Instead of spending up to or over $1,000 to upgrade my motherboard, processor, and power supply in order to buy the latest generation of PCI-e cards, I decided to stay with my current system and get the latest and fastest AGP solution available. Since ATI just released their new Radeon X1950 Pro cards which supports AGP, I decided to give one a spin.

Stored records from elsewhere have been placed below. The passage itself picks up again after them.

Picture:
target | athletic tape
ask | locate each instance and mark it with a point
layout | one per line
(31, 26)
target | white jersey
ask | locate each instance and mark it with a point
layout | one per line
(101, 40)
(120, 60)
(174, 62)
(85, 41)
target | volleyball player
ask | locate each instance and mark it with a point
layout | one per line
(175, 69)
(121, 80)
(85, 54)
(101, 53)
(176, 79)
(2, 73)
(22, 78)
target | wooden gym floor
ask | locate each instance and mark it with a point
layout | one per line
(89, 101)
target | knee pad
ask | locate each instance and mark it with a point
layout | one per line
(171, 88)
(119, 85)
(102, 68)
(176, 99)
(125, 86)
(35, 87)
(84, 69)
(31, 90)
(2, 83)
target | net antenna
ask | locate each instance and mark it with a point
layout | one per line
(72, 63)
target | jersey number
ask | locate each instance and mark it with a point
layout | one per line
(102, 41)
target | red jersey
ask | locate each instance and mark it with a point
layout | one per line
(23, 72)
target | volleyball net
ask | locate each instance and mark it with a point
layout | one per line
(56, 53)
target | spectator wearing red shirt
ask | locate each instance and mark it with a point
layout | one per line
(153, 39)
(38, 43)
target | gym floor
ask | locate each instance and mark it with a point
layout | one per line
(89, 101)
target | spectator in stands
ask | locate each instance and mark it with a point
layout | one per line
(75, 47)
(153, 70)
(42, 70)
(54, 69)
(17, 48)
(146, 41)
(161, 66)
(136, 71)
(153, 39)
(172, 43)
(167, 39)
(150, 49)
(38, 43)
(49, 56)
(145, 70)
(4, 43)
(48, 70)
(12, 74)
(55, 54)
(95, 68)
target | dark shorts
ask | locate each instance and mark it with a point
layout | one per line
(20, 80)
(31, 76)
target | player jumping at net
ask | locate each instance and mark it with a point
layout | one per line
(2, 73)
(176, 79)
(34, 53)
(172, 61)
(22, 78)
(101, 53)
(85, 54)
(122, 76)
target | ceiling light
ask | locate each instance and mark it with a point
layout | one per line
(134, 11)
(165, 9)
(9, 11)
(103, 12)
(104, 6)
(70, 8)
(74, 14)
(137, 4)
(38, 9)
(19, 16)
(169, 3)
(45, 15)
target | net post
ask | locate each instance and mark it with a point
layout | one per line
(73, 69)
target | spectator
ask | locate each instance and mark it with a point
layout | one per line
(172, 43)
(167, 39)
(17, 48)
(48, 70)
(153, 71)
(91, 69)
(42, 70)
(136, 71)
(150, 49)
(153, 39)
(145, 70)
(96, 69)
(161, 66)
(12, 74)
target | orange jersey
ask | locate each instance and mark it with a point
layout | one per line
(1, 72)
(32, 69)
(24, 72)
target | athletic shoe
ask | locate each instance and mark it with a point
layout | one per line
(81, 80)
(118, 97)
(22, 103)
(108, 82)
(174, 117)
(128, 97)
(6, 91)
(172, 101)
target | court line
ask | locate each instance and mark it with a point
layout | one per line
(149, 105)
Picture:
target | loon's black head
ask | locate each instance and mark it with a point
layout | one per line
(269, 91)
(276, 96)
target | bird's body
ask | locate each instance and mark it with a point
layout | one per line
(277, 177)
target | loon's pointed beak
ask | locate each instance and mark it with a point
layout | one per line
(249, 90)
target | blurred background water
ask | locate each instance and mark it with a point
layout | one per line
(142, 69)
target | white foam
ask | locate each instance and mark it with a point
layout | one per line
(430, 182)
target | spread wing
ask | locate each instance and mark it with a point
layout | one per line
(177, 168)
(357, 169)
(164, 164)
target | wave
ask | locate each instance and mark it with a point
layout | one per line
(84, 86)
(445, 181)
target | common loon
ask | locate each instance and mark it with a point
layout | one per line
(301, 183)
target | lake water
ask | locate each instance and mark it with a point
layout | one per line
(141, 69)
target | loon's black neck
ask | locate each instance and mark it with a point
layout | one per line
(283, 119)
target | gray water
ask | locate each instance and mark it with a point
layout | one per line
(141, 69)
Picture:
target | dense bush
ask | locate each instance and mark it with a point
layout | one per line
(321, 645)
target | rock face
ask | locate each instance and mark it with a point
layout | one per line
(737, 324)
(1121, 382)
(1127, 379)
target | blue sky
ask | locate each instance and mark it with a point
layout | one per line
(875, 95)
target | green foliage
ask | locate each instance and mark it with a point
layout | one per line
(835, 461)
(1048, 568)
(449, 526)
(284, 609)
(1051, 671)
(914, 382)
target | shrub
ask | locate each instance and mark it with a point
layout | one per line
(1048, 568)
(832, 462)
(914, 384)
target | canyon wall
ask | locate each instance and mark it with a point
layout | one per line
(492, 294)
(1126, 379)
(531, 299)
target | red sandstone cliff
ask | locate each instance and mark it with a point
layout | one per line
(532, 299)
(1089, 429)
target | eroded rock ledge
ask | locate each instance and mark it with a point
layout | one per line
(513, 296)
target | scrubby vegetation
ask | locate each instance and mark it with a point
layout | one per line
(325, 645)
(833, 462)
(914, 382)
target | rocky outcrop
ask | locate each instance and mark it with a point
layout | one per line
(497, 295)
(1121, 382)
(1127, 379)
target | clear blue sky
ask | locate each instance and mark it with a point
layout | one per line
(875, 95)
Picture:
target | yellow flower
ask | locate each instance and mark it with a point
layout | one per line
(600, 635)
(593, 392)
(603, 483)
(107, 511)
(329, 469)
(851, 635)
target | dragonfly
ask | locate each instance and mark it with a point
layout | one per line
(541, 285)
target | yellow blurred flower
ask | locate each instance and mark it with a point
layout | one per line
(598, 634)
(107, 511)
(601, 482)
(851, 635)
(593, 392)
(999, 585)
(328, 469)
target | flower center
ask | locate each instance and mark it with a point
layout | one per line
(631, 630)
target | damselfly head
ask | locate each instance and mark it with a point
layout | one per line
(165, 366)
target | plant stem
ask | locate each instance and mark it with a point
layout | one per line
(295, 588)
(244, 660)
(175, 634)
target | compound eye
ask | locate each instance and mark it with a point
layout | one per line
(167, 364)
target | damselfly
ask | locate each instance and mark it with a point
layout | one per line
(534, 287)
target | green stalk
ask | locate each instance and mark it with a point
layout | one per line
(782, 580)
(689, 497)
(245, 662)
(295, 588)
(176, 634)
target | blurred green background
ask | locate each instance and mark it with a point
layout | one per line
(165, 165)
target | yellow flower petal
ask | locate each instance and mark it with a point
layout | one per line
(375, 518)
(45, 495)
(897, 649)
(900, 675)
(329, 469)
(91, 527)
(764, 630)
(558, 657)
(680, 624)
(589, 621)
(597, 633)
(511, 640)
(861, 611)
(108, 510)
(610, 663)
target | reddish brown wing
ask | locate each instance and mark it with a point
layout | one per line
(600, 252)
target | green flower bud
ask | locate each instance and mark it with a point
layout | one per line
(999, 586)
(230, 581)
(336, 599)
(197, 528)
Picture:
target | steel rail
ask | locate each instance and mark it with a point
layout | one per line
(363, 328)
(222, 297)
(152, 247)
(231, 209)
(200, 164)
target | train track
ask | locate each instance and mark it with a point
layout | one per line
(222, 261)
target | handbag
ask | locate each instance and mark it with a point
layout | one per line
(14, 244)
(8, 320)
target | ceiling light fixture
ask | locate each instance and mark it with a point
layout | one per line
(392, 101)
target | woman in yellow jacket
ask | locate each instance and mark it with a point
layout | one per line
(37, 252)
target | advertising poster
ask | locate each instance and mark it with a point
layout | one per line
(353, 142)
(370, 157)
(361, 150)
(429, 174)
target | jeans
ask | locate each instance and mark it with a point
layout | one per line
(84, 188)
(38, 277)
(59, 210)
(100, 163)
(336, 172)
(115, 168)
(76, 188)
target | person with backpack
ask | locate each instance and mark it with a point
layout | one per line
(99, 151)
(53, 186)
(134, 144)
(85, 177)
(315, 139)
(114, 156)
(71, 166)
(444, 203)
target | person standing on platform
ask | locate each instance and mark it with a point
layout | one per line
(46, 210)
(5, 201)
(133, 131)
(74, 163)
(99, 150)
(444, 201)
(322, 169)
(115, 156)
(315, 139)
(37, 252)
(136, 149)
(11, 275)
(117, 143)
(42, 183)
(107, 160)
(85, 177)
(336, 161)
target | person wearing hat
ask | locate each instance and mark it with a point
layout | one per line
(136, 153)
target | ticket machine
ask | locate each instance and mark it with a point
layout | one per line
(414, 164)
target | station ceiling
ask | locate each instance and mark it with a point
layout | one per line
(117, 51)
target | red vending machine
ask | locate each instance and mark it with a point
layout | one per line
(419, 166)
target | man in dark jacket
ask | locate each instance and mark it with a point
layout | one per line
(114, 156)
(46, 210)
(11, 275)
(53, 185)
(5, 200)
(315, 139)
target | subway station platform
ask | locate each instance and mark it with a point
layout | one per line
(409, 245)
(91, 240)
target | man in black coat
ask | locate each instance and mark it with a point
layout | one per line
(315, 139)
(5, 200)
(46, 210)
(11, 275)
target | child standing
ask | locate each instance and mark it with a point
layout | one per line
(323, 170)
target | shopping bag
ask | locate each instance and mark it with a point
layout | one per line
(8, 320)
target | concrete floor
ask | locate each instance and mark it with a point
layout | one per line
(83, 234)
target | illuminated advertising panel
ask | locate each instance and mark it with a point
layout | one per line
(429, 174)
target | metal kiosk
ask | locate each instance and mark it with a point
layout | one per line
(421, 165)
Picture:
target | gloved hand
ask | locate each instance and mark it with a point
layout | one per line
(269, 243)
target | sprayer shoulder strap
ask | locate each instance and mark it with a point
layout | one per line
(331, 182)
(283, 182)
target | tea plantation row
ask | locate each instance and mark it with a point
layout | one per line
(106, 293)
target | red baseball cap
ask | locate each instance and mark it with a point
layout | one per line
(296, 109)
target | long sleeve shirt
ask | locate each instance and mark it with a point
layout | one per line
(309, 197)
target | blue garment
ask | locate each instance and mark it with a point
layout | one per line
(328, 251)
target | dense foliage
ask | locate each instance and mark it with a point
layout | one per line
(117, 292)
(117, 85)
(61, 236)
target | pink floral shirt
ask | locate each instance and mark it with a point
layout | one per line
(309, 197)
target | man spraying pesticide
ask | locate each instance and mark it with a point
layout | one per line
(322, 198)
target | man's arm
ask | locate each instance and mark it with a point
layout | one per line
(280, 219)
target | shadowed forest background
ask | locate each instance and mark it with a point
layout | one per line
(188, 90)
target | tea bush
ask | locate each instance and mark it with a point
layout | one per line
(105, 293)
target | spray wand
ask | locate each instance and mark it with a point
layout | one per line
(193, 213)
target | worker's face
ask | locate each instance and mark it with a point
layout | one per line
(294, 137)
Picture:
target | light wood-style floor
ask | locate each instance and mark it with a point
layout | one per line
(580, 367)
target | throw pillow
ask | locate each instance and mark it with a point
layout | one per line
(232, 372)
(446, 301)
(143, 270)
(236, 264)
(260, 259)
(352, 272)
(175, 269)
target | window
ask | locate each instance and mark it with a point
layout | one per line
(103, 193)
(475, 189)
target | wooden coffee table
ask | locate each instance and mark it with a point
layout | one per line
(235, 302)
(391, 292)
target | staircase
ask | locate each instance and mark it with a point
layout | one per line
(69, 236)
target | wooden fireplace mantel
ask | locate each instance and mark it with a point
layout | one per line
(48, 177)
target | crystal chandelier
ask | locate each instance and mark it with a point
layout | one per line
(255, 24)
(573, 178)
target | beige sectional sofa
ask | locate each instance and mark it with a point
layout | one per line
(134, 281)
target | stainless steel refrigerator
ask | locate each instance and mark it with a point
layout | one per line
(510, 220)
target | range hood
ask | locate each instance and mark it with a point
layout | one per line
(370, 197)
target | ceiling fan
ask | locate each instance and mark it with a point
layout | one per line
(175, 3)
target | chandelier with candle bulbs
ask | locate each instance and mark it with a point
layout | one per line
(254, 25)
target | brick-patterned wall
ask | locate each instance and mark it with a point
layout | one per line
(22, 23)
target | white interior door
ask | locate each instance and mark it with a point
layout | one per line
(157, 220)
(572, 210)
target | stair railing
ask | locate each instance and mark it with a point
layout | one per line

This is where the Visiontek XGE Radeon X1950 Pro 256MB card (MSRP: $300) comes in. It has AGP, has a bit of legroom for future gaming, and it allows me to get instant gaming satisfaction until I can come up with the funds to get a whole new system. So is the X1950 Pro AGP the answer to gamers who want to stay with AGP for a bit longer? Read on to find out in this review of Visiontek’s XGE X1950 Pro 256MB video card.
Here is a quick rundown of the features:
- ATI RADEON X1950PRO Visual Processing Unit at 575MHz
- Oversized Active Fansink
- Single Slot Solution
- Dual Link DVI x2
- 256MB GDDR3 Memory @ 1.38 GHz/ 1380 MHz
- 256-bit memory interface
- 512-bit ring bus controller
- AGP 8x
- 80 nanometer GPU (RV570XT)
- Ultra threaded core 3D architecture
- Avivo display enhancement technology
- Shader model 3.0
- DUAL DVI-I
- Component HDTV YPbPr Output
- S-Video and Composite Video TV-Out
First impressions of the card once unpacked was that the card is pretty heavy. In fact I’ve reviewed dozens of video cards over the years, and this is likely the heaviest one I’ve encountered. This is in no small part due to the oversized fully copper heatsink mounted onto the board. More on the cooling solution later.
On top of the weight, I’ve noticed the card is pretty long, and some people may have difficulties sliding it into their case. You may have to move wires, and in some cases, locations of your hard drive(s). If you’d like to be sure, you’ll need 9 inches (9″) of length in your case.
I was also glad to see it is a single slot solution, rather than taking up two slots in your case. It has two DVI-I ports, but don’t worry if you still use VGA, it comes with a DVI-to-VGA converter. Thrown into the mix is an adapter for component HDTV hookup, so you can plug it into a HDTV for high definition 1080p love.
Finally there’s a 6-pin power connector, so you can use any spare cord from the power supply to power this card. Just make sure you have a 450w power supply or better (18a on the 12v rail at the minimum.)
One of the features of this card is called AVIVO, a video platform by ATI that enhances video capabilities. It allows for the hardware on the video card to encode and decode H.264 formatted video (Blu-ray and HD-DVD both support this format), which allows for smooth display of high definition content. Since it is done on the GPU, it aids the decoding of supported formats/codecs, thus lowering CPU usage. This is especially useful for media PC’s.